In this moment, when convinced that he was looking at it, that it was no mirage or apparition, he was overwhelmed by sudden and awful weakness. In spite of all he could do he sank to the earth and began to weep. The mightiest of all the mountain men had reached the end of his strength but not of his grit. He began to crawl on hands and knees toward her door. His escape from the Blackfeet and his long journey without food through deep cold and blizzards was to become one of the legends of the mountain men, along with Tom Fitzpatrick’s, Colter’s, and Glass’s. "He done it, he shorely did,” Windy Bill would say a hundred times around the campfires. "He jist headed torst the crazy woman and clum the mountains and there he wuz .... "

By the time Sam reached Kate’s door his hands were so nearly frozen that he spent a few minutes blowing on them, sucking the fingers, washing them in snow, massaging them, and putting them inside his clothing against his ribs. He was so weak that he was sitting, and when he saw the snowpath to the graves, and then the cairn that looked like a mound of snow, he began to cry like a tortured child. He pounded on the door planks, for the door was closed, and he said, "It’s me! It’s Sam!" Grasping the door with both hands, he pulled it open and back. He was straining forward to peer into the gloom when with a low cry he saw that the woman was almost in his hands. She was right by the doorway and she seemed to be sitting in her pile of bedding, but only her gray hair and a part of her face were visible. Sam put a finger up and touched her face to see if it was alive.

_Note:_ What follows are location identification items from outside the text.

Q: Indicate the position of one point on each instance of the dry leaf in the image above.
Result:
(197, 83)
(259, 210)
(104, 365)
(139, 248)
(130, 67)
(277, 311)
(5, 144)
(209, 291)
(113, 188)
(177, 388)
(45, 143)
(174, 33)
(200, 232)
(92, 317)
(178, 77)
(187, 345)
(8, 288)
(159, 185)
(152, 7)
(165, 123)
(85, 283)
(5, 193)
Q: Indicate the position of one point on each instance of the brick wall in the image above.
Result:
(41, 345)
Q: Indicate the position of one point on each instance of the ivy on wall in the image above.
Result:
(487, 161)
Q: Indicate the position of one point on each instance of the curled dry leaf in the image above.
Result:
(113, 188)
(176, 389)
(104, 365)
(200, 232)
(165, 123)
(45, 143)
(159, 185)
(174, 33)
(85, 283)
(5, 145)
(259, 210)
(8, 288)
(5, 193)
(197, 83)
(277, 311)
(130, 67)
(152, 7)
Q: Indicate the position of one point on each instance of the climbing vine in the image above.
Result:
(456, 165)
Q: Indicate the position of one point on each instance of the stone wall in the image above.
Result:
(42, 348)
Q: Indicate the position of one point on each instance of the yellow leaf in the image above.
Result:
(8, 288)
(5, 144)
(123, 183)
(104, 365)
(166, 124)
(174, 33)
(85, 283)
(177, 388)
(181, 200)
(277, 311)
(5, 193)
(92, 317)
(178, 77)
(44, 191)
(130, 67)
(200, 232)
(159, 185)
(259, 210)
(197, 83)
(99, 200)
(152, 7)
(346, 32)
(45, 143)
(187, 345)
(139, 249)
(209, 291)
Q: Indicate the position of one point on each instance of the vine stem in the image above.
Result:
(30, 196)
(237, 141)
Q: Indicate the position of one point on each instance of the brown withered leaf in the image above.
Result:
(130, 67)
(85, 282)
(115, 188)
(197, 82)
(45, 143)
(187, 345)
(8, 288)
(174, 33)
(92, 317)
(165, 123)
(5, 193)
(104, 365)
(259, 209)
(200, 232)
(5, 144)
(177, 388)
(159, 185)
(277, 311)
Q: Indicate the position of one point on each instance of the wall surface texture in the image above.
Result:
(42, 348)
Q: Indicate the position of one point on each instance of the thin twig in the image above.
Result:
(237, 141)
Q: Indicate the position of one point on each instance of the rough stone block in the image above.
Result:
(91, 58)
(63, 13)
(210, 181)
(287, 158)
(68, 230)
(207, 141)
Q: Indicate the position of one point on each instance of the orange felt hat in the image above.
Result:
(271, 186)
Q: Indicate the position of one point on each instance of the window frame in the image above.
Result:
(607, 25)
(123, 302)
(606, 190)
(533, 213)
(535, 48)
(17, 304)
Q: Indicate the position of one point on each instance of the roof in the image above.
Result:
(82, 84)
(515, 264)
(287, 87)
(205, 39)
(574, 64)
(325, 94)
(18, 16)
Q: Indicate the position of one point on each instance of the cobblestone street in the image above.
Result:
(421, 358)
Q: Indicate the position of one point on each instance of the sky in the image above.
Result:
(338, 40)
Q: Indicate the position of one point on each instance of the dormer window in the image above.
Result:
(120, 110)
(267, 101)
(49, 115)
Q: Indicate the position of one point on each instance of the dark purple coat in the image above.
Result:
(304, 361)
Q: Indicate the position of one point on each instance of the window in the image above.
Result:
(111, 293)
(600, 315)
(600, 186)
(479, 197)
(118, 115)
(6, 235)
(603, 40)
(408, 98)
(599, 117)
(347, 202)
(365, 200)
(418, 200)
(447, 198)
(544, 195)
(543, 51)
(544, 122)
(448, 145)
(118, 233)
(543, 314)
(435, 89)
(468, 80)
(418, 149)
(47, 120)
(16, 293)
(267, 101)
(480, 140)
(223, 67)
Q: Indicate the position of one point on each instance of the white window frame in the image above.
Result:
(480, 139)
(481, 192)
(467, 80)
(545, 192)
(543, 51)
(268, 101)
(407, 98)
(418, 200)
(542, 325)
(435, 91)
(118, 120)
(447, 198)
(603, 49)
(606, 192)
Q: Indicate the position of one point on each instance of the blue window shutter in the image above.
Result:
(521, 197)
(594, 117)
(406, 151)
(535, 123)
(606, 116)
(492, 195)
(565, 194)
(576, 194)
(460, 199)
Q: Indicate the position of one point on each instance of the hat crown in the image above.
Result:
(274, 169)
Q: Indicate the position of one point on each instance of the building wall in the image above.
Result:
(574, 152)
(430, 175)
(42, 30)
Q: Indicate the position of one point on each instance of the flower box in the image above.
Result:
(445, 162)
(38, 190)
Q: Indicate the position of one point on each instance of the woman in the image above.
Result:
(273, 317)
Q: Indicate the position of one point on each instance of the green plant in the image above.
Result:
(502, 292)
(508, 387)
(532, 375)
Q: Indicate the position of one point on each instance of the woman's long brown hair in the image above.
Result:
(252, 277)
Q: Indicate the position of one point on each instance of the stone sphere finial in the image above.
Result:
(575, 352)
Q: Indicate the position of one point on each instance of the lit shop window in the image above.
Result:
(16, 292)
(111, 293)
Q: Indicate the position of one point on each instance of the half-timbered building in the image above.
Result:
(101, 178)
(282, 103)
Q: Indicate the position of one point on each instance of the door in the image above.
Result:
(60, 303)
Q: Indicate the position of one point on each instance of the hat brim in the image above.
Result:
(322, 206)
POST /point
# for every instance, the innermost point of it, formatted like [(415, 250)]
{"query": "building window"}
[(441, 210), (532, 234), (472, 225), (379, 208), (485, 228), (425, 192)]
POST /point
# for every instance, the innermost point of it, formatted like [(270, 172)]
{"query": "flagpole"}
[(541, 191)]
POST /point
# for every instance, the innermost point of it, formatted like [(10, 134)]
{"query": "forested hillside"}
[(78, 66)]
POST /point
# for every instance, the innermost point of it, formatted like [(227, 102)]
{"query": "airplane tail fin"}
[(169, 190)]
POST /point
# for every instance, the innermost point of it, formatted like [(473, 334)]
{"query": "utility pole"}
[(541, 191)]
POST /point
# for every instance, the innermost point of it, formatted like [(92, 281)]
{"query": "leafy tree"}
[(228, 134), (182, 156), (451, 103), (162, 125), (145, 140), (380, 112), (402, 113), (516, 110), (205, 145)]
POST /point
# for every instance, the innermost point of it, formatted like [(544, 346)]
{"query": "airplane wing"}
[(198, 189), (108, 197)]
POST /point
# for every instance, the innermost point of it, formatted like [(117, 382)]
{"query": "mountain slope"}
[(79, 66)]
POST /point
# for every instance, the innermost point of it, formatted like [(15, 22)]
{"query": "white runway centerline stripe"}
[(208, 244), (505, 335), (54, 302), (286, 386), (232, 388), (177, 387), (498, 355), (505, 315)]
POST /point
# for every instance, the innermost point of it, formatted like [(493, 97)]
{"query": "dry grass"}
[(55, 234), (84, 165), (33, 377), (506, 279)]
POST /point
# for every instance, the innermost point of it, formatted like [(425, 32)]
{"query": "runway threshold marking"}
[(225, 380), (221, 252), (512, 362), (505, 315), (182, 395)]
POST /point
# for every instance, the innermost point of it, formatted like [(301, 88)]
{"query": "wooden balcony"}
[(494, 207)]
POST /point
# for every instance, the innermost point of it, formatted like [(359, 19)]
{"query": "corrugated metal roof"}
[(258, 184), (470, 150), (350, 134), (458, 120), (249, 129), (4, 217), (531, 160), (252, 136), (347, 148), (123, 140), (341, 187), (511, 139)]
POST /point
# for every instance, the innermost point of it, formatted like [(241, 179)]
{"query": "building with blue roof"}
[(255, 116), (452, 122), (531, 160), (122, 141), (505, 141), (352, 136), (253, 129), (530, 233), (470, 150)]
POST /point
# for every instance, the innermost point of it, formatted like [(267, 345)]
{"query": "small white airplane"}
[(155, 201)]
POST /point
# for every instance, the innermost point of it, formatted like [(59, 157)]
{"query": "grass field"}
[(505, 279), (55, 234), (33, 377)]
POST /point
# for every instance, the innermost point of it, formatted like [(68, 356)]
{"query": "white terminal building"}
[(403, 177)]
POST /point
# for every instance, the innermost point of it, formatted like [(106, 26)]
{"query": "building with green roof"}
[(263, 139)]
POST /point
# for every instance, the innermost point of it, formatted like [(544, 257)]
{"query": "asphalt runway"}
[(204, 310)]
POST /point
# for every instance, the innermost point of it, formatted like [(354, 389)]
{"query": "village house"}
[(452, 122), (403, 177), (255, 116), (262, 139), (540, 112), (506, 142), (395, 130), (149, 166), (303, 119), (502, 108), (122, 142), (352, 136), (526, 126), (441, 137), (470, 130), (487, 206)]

"It’s me!" he whispered. "It’s your friend Sam." He crawled over the pile of bedding and turned and pulled the plank door shut. Then like an animal he wormed himself into the pile of bedding and put an arm up and around the woman and wept quietly till he fell asleep.

PART THREE

SAM

27

SAM SLEPT THROUGH the night and into the next afternoon and when he awoke he was alone. After realizing where he was he wondered if he had hogged the bedding, and then like a beast crawled over to the north wall to paw among the cold things there. One parcel, as hard as stone, he thought was jerked venison; with his knife he peeled back a part of the skin pouch, and chipping off a small piece, thrust it into his mouth. A moment after swallowing it he turned sick and was convulsed but like a famished wolf in midwinter at a carcass he chewed and swallowed other morsels. Then, suddenly, he was seized by shudderings so strong and uncontrollable that he shook all over and moaned. He crawled over to the bedding, dragging the sack of meat after him, and with some blankets around him he sat, shuddering and wondering what was wrong with him. He drew the sack of meat into the bedding and his shaking hands tried to whittle off another piece; but he was so utterly and infinitely tired that his deepest wish was to surrender to the warmth and sleep again. And so he sank back and piled bedding around and over him, and with his arms around the pouch of venison he slept again.